Use Alternate Authentication Material

Adversaries may use alternate authentication material, such as password hashes, Kerberos tickets, and application access tokens, in order to move laterally within an environment and bypass normal system access controls.

Authentication processes generally require a valid identity (e.g., username) along with one or more authentication factors (e.g., password, pin, physical smart card, token generator, etc.). Alternate authentication material is legitimately generated by systems after a user or application successfully authenticates by providing a valid identity and the required authentication factor(s). Alternate authentication material may also be generated during the identity creation process.[1][2]

Caching alternate authentication material allows the system to verify an identity has successfully authenticated without asking the user to reenter authentication factor(s). Because the alternate authentication must be maintained by the system—either in memory or on disk—it may be at risk of being stolen through Credential Access techniques. By stealing alternate authentication material, adversaries are able to bypass system access controls and authenticate to systems without knowing the plaintext password or any additional authentication factors.

ID: T1550
Sub-techniques:  T1550.001, T1550.002, T1550.003, T1550.004
Tactics: Defense Evasion, Lateral Movement
Platforms: Office 365, SaaS, Windows
Data Sources: Authentication logs, OAuth audit logs, Office 365 audit logs
Defense Bypassed: System Access Controls
Version: 1.0
Created: 30 January 2020
Last Modified: 16 September 2020

Procedure Examples

Name Description

UNC2452 used forged SAML tokens that allowed the actors to impersonate users and bypass MFA, enabling UNC2452 to access enterprise cloud applications and services.[3]


Mitigation Description
Privileged Account Management

Limit credential overlap across systems to prevent the damage of credential compromise and reduce the adversary's ability to perform Lateral Movement between systems.

User Account Management

Enforce the principle of least-privilege. Do not allow a domain user to be in the local administrator group on multiple systems.

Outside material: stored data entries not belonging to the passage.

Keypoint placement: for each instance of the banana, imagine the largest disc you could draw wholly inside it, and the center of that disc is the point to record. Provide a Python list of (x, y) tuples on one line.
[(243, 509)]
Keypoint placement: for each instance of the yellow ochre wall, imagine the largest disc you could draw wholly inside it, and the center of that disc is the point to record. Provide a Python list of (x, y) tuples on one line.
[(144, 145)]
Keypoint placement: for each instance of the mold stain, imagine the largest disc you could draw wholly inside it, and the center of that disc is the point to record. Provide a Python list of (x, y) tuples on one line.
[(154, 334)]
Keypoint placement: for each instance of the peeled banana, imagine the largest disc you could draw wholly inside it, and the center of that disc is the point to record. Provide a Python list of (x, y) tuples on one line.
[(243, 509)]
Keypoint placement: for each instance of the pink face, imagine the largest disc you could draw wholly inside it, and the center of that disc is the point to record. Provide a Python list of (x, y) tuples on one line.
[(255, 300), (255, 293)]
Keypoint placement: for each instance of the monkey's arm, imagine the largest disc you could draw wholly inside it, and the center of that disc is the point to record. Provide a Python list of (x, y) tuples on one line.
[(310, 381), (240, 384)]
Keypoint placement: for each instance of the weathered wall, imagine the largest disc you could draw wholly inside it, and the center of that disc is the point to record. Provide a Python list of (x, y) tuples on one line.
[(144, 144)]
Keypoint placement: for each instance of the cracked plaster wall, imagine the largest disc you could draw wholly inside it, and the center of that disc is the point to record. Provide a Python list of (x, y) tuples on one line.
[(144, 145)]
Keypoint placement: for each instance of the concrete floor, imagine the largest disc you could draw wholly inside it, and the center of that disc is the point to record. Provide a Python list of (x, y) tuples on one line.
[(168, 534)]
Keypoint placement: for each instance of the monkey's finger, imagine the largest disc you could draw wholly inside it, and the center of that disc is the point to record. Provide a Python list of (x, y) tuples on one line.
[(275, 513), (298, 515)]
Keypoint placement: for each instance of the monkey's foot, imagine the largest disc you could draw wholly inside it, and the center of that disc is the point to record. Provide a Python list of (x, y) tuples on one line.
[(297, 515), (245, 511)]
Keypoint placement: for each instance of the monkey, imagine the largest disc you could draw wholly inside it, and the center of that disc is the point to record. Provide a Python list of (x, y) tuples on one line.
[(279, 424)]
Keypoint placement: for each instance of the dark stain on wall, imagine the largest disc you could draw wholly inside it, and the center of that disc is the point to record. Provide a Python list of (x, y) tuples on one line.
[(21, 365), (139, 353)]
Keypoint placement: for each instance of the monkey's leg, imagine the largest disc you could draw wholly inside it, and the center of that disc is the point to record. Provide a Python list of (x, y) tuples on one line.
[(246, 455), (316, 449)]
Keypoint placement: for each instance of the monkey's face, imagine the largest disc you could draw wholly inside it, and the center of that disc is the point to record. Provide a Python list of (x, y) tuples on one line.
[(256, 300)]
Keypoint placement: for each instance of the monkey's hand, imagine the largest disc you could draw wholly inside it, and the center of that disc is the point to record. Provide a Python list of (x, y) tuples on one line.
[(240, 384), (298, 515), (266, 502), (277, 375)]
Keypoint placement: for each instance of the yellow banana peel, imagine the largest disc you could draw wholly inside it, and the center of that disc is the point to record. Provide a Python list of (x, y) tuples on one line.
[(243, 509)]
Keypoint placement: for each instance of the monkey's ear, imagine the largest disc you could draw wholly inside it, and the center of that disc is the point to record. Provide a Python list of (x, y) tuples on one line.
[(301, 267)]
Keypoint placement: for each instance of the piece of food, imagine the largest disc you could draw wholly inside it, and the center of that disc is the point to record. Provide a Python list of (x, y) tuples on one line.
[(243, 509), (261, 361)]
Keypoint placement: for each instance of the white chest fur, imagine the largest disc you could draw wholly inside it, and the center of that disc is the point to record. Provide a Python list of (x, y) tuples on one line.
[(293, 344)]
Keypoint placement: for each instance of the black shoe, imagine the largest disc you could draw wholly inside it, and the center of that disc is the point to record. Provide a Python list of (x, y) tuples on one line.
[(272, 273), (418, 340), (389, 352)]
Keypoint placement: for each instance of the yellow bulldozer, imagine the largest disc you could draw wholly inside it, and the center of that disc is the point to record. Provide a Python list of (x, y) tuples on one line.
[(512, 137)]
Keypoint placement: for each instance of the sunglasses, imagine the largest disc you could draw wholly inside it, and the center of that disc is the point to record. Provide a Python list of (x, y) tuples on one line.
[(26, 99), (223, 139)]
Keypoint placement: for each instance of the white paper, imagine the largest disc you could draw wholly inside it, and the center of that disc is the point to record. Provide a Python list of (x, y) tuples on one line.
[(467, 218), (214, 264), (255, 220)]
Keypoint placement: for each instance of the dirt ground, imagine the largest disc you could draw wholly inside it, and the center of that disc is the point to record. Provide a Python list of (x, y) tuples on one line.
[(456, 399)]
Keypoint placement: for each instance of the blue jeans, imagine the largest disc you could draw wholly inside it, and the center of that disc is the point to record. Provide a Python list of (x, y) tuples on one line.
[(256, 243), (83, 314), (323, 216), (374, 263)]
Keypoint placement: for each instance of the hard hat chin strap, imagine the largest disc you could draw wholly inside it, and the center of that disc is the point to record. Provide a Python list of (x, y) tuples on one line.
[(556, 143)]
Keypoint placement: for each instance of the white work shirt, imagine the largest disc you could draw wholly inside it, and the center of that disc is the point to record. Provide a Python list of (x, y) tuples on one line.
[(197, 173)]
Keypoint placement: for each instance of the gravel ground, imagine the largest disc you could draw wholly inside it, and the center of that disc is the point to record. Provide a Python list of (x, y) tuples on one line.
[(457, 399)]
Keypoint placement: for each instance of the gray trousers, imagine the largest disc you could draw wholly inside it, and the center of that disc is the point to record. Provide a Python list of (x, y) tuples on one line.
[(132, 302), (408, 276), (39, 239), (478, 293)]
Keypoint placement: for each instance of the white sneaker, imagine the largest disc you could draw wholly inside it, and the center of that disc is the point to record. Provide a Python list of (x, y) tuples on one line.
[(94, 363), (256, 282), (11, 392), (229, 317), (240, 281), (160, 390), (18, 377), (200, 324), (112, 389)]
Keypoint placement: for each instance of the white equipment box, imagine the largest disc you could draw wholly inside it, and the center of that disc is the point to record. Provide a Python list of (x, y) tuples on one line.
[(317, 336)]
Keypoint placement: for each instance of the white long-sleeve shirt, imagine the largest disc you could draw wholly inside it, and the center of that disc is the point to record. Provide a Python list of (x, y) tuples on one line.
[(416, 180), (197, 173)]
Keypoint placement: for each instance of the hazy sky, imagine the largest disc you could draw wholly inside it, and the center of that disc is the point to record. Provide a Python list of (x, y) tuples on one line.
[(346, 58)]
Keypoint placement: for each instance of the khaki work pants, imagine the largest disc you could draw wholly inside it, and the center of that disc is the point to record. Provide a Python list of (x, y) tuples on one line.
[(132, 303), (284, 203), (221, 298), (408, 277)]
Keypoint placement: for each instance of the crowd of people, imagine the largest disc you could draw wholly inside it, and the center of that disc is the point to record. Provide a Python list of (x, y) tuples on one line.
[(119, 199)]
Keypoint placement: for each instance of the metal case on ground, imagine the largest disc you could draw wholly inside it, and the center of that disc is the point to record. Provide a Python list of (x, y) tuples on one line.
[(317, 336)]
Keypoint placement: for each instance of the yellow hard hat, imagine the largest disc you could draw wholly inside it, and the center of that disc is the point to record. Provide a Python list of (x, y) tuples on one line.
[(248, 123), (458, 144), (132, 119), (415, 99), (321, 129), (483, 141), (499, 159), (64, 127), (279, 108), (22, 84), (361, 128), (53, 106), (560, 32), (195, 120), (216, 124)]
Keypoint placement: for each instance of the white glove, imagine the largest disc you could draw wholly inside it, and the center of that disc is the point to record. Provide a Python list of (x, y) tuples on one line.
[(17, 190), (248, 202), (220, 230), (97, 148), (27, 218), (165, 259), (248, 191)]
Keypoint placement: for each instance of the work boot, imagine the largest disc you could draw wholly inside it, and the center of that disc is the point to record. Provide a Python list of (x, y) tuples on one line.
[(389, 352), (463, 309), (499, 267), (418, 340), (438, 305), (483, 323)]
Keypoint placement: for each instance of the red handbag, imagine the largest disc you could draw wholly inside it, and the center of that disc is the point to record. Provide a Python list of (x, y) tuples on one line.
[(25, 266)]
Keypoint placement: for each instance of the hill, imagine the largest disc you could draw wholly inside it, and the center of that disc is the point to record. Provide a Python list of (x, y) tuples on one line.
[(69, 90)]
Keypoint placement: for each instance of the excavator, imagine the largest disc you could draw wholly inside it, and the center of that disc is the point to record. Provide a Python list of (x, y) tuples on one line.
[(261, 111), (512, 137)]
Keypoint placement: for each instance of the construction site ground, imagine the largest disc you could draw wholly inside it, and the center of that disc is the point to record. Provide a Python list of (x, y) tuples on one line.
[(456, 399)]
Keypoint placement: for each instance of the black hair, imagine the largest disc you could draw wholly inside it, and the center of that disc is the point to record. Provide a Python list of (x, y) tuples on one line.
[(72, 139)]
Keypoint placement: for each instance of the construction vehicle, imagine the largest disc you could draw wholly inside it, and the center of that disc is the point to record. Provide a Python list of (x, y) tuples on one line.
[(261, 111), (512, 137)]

Configure robust, consistent account activity audit policies across the enterprise and with externally accessible services.[4] Look for suspicious account behavior across systems that share accounts, either user, admin, or service accounts. Examples: one account logged into multiple systems simultaneously; multiple accounts logged into the same machine simultaneously; accounts logged in at odd times or outside of business hours. Activity may be from interactive login sessions or process ownership from accounts being used to execute binaries on a remote system as a particular account. Correlate other security systems with login information (e.g., a user has an active login session but has not entered the building or does not have VPN access).